Sara Jamal is a 23 years old woman, known as the English tongue of the peaceful revolution. She is a well-educated woman helping raise awareness and spread the word of peace in Change Square where the anti-government protest has taken place since February.
Sara was one of the first girls to attend the “academic tent” [one of the square’s tents for academic sessions and discussion on the revolution]. She has played an important role in awareness the square, calling for more understanding between different groups in Yemen, both politically and socially.
Attending an academic session in a tent full of men chewing qat [green planet Yemenis chew] is not socially well accepted, especially when some of the attendees are tribesmen.
Sara has fed the square with creative ideas; including a silent march to condemn the international community’s own silence over the killing of peaceful protesters in Yemen.
The silent march, which happened in April, was the first in change square since the protests started. It saw the well-known activists who usually lead protests and marches being led by young activists who showed determination and faith in the revolution of Yemen.
Sara made the march participants covered their mouths with tape and raise hand written signs that read different phrases instead of the usual chants shouted by the protesters.
One sign read: “How many of us should die for the world to pay attention”.
It reflected the belief among Yemenis that the western media pays more attention where protesters are killed and massacres are committed.
This is not just an issue with the media; it is also reflected in the role played by the US and European Union as observers to the events in Yemen – there has been no remarkable progress and they have not expressed a firm position on the Yemeni regime.
Sara said all this in her speech to thousands of protesters, who paid great attention to the new style of march she brought.
Sara stands confidently giving a speech to even millions of people, as in the celebration of 21 anniversary of unification between south and north Yemen that the protesters organized.

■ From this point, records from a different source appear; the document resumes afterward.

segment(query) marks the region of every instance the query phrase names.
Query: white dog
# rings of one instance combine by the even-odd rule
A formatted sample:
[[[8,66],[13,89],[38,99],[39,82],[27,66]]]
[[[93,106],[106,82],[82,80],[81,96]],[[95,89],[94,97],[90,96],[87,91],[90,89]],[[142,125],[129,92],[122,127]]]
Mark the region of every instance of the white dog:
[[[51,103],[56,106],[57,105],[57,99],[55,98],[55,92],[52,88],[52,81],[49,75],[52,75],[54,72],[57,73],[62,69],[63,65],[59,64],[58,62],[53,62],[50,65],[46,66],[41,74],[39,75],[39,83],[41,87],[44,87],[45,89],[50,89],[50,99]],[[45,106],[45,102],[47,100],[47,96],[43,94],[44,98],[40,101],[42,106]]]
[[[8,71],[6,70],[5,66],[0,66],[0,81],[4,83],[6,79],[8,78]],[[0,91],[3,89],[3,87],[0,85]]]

Sara gave her second speech in English as well, speaking to the world to say that Yemen will always be unified by its people – that the unification was never ali Abdullah Saleh’s achievement.
Sara’s second march
The second march she organized was as creative as the first and managed to grab media attention. It was also part of the youth activities celebrating unification day on May 22.
The second march was a balloons march – another first for the Yemeni revolution. The idea was for all participants and protesters to hold balloons of three colors; red, white and black, the colors of the Yemeni flag.
“Using the flag’s colors is designed to strengthen our unity,” said one participant.
Sara used with two friends to help mobilize people, raising social awareness in different tents across Change Square.
“Me and Sara came to the square to change the social mentality rather than remove the regime; Sara came to pass her information on the civil state she is seeking for the protesters,” Sara’s colleague told the Yemen Times.
Sara pays a lot of attention to the southern cause, which if unsolved, might lead to separation.
Sara always expresses her hopes for Yemen to be a civil state; she stands against any actions inside the square that seems to be contrary to this concept such as not allowing women to march along with men one time.
She was attended a conference for activists, calling for gender inequality from Islamists. Although Sara didn’t approve of being videoed, the conference was filmed by state-run TV and played all that day to highlight the various defections among civil society activists and Islamists from the square and the differences between them.